Tuesday, May 21, 2013
Barbara Ortutay/AP Technology Writer
(Continued from page 1)

A woman checks her mobile phone outside Lincoln Center, home of New York's Fashion Week shows, Saturday, Feb. 9, 2013. In New York City, the snow total in Central Park was 8.1 inches by 3 a.m. (AP Photo/Richard Drew)
AP
On Instagram, people used the hashtag "Nemo" (the Weather Channel's unofficial name for the storm) 583,641 times in describing their photos as of Sunday afternoon according to Venueseen, a company that helps businesses track marketing campaigns on Instagram. The Facebook-owned photo-sharing site is where Witz posted a photo that his sister sent him from Hamden, Conn., one of the hardest-hit areas with 40 inches of snow.
"I like Instagram because it gives you a more personal, immediate sense of peoples' experiences in real time," he says. "I'm one of the weird few people who actually enjoy seeing what people in the world are eating and drinking."
It's easy to be nostalgic about how much things have changed since the blizzard of '78 when it comes to the speed of information and how it's consumed. But the changes continue.
"What really struck me this time around, and with (Superstorm) Sandy too, is not so much that people were sharing information, but that they were sharing photos and video," says Steve Jones, a professor who studies online culture and communications at the University of Illinois at Chicago. "You get a different perspective than you could from just words."

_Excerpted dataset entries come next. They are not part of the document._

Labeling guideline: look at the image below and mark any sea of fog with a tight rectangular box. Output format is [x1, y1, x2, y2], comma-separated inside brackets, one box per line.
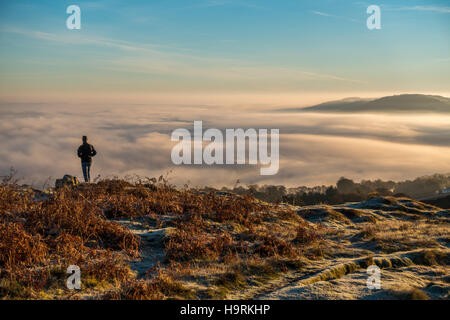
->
[1, 102, 450, 188]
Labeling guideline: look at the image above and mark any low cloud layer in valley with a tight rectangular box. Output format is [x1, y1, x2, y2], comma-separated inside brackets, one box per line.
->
[1, 101, 450, 188]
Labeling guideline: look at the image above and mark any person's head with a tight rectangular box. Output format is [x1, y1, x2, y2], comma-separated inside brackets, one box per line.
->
[82, 136, 87, 143]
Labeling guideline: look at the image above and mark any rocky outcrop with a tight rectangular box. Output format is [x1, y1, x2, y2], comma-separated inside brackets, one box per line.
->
[55, 174, 79, 189]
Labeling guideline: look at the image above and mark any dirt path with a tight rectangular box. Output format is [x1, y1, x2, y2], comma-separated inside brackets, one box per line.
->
[116, 217, 172, 278]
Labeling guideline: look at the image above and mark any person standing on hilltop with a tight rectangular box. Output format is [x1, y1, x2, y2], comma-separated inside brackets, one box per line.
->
[77, 136, 97, 183]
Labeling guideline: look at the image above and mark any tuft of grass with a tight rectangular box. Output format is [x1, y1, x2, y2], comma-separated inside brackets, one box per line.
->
[0, 279, 28, 299]
[359, 225, 378, 239]
[335, 208, 363, 219]
[214, 270, 247, 293]
[106, 272, 195, 300]
[388, 288, 430, 300]
[293, 225, 321, 245]
[412, 249, 449, 266]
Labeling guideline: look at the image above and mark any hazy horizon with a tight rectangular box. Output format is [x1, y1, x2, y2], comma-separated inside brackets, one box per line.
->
[2, 97, 450, 188]
[1, 0, 449, 187]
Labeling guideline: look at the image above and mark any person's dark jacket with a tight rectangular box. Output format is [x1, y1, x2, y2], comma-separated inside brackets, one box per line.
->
[77, 143, 97, 163]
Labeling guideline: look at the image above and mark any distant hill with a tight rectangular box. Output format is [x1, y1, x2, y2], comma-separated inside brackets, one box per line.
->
[281, 94, 450, 113]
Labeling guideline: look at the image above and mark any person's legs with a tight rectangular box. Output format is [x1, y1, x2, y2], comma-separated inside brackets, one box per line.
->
[86, 162, 91, 182]
[81, 162, 91, 183]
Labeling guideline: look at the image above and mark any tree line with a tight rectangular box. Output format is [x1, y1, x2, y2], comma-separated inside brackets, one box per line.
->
[205, 173, 450, 206]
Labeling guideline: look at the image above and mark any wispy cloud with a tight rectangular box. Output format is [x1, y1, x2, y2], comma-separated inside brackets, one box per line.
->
[311, 10, 333, 17]
[102, 58, 368, 85]
[1, 27, 366, 87]
[311, 10, 358, 22]
[384, 5, 450, 14]
[2, 27, 170, 52]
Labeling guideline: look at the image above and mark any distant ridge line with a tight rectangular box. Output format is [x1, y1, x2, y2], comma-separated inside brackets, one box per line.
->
[279, 94, 450, 113]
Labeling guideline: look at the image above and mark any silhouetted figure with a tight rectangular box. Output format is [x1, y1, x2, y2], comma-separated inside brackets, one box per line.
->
[77, 136, 97, 183]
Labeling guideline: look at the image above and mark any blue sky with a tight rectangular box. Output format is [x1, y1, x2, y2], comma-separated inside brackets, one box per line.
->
[0, 0, 449, 100]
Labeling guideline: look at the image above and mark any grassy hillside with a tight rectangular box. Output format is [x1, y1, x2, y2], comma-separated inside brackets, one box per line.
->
[0, 177, 320, 299]
[0, 175, 448, 300]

Indeed, says Ranvir Gujral, the co-founder of Chute, a San Francisco startup that helps companies put user-generated content on their websites and mobile apps, "we are in the midst of a visual revolution."
The San Francisco company worked with NBC to launch Stormgrams, a site where people can share Instagram photos of the storm using a common hashtag. The photos are organized by location, laid out on a "heat map" that paints the most actively sharing states red.
Countless mobile apps encourage photo-taking, Gujral says, adding that a big reason there is so much thirst online for the endless stream of photos is because there has never been a bigger supply of it.